Аристархов уже начал икать, что не помешало ему, однако, проговорить целый язвительный монолог и разразиться целым потоком ругательств, с примесью крепких слов, а в заключение опять икотой.
— Дура девка, право дура, да; ну, да; хорошо поймать богатого молодчика, а нет, так лучше бы держалась старого урода Геннадия; он, правда, не красавец, не молод, это сознаться надо, но он артист; а она предпочла ему стихоплета. С этим ремеслом с голоду сдохнешь! Это ясно и чисто как мой голос. Но сегодня, впрочем, я немного охрип, это напоминает мне одну песенку, которую я пел в Харькове в опереточном театре, когда был первым тенором… Да, прошли мои красные дни… Эй, Ласточкин, слушай меня, говорю тебе, я был отцом для нее, благородным отцом, я позволял ей перемигиваться с богатыми молодыми людьми, но с бедными, с этими общипанными птицами, нет, извините, тут уже я был строг…

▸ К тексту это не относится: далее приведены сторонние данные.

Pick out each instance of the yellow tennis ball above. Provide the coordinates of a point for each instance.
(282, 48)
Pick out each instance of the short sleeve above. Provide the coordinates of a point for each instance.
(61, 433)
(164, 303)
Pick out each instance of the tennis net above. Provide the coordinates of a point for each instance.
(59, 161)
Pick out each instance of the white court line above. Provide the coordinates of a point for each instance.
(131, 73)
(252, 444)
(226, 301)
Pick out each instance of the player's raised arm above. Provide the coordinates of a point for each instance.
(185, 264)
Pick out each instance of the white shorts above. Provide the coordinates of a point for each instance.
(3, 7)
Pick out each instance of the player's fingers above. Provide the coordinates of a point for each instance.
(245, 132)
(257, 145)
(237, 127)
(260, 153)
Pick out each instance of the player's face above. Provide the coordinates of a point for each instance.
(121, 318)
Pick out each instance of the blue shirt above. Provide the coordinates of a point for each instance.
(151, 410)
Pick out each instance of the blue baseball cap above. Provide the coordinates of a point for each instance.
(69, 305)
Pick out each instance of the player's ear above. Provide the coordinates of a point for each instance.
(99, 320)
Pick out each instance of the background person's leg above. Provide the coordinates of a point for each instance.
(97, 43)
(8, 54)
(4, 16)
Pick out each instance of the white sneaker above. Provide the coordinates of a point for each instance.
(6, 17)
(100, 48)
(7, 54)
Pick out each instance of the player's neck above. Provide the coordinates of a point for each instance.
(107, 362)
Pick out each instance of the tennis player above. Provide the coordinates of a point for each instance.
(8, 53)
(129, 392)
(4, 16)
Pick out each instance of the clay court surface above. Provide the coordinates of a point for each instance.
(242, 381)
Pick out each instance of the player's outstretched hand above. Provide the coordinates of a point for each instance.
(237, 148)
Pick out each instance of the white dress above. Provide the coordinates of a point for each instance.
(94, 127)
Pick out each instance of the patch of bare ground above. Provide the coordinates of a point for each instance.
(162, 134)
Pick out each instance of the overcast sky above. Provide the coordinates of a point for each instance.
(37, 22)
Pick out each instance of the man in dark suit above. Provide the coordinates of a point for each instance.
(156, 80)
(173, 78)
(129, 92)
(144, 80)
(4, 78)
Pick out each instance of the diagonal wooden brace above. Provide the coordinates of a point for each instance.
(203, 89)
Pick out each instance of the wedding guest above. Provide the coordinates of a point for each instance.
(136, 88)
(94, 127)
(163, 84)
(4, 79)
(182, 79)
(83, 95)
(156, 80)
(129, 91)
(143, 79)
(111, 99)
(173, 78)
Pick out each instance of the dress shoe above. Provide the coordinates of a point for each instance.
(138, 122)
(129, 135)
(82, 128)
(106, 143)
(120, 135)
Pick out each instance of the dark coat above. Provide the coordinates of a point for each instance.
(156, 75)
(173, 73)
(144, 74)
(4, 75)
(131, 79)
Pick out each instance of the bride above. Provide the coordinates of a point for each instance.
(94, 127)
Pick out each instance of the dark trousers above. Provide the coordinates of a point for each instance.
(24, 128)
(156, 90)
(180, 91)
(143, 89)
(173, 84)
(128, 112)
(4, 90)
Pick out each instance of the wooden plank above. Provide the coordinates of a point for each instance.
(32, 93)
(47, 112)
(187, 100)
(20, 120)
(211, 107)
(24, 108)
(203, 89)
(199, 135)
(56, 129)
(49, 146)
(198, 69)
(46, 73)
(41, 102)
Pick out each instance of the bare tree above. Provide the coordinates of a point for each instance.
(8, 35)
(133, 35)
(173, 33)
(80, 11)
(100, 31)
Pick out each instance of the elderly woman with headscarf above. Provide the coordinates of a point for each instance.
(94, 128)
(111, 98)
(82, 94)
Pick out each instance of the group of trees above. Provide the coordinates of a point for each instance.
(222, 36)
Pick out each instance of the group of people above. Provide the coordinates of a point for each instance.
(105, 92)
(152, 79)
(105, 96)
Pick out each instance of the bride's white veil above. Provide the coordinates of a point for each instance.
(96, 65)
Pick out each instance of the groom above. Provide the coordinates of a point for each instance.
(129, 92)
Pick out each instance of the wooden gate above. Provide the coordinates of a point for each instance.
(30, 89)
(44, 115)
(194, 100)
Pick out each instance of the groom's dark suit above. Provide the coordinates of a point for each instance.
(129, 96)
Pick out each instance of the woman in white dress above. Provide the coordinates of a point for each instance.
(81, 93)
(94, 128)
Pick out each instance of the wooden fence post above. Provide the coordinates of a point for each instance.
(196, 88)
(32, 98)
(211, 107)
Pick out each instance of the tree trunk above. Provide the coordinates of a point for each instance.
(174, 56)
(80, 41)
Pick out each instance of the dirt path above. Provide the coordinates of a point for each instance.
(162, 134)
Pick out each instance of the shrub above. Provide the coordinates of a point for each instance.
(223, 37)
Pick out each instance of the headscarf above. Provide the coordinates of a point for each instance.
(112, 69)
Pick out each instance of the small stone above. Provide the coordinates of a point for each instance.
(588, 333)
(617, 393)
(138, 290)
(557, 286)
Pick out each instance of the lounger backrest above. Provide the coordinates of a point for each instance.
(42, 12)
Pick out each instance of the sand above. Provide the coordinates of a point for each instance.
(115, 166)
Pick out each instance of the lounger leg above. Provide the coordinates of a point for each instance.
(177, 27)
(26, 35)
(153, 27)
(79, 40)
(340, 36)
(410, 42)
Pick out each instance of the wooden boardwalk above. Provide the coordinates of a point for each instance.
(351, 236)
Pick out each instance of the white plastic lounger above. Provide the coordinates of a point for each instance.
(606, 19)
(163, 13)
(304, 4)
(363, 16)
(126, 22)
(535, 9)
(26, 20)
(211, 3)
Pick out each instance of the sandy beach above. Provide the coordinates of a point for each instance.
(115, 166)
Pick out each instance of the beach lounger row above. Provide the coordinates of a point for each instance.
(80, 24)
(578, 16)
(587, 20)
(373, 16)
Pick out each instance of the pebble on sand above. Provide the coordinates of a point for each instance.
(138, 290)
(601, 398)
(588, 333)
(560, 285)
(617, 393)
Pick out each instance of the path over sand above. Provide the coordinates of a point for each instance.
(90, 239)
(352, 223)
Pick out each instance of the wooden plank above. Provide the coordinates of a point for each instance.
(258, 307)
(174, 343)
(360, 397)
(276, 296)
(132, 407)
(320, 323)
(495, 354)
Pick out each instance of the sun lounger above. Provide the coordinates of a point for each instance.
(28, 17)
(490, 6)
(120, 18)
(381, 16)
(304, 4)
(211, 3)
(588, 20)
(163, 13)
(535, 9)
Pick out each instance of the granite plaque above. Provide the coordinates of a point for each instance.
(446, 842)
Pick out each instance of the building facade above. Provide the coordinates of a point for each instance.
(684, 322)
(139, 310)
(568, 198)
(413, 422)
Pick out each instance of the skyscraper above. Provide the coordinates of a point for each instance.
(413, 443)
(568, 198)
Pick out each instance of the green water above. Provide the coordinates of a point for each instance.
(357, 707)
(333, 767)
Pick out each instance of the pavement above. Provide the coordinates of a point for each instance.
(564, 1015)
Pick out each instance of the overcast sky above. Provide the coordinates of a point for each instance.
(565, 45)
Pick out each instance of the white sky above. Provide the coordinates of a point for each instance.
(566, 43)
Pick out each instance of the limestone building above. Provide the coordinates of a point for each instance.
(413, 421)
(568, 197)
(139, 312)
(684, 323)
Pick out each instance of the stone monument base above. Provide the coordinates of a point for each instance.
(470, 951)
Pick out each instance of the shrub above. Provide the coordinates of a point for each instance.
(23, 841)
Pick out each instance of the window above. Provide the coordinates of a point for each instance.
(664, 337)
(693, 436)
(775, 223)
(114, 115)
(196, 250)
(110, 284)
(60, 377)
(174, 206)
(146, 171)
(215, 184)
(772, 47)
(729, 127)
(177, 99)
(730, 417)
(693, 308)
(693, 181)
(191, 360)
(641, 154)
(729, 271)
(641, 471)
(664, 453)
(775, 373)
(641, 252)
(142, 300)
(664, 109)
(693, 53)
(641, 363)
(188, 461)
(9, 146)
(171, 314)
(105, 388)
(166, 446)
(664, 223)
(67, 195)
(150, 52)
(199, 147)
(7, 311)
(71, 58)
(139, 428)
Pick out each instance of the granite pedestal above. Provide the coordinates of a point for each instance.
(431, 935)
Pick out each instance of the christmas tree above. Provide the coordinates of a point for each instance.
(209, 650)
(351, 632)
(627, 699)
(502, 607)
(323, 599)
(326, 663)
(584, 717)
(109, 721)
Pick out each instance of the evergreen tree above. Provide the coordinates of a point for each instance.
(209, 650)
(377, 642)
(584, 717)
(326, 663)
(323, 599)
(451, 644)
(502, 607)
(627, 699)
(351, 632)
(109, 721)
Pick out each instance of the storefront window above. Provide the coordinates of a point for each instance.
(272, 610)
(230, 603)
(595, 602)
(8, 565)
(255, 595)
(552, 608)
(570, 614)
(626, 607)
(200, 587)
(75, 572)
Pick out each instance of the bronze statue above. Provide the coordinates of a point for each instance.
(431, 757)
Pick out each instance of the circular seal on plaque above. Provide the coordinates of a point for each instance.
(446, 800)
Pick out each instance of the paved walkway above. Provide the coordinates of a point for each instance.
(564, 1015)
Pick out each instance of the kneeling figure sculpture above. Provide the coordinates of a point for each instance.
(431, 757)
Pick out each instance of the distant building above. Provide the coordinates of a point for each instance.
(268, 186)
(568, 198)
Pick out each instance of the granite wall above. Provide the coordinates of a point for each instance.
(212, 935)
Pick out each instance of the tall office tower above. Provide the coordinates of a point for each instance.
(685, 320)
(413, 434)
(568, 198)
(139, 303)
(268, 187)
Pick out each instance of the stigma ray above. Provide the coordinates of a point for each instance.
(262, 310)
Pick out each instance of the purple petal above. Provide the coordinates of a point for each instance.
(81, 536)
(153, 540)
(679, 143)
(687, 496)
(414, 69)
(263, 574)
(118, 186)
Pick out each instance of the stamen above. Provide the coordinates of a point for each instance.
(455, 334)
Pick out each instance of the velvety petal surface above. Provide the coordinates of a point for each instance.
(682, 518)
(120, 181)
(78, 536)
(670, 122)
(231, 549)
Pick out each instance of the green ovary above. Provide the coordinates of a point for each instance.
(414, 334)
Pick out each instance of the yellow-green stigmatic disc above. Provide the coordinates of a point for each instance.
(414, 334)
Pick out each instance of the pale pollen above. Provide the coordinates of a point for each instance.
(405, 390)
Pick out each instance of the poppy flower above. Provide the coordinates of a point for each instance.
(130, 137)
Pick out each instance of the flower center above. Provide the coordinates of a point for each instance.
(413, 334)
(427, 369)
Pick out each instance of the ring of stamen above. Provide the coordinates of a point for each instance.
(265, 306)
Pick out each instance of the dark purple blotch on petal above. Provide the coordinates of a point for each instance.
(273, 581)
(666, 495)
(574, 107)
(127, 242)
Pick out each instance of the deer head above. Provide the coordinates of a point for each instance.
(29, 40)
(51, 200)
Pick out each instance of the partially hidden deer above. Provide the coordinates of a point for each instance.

Геннадий Васильевич, тронутый до слез, подкрепил свой монолог сильным ударом кулака об стол.
Пиво расплескалось и обрызгало его старую рожу и испестрило ее крупными каплями.
— Ну, однако, пора!.. Идем спать… Эй, Ласточкин, идем. Подымайся, товарищ тебя призывает! Так я когда-то распевал в Харькове, не помню только мотив.
Он силился подняться, но, сделавши несколько попыток, остался на месте.
— Ах, черт возьми, какие мне подносили подарки, — продолжал он вслух свои воспоминания. — Эх, горе, мое горе, как подумаешь, что все миновало и даже волосы вылезли! Эй, ты, человек, прощелыга, получи, остальное в свою пользу, — указал он слуге на недопитые кружки пива… Ну, идем, товарищ.
Собравшись с силами, он встал, и, схватив под руку Ласточкина, потащил его к выходу.
Тот оказался, впрочем, крепче своего товарища и стал, в свою очередь, его поддерживать.
Между тем Фанни Викторовна и Свирский шли под руку пешком. Ночь была ясная и лунная и первой захотелось пройтись, болтая о пустяках.
Они повернули в Щербаков переулок, пересекли Троицкую улицу, Владимирскую площадь т пошли по Кузнечному переулку.
Разговор их был до крайности однообразен.
Он восхищался ее внешностью, голосом, она расспрашивала подробно, где он живет.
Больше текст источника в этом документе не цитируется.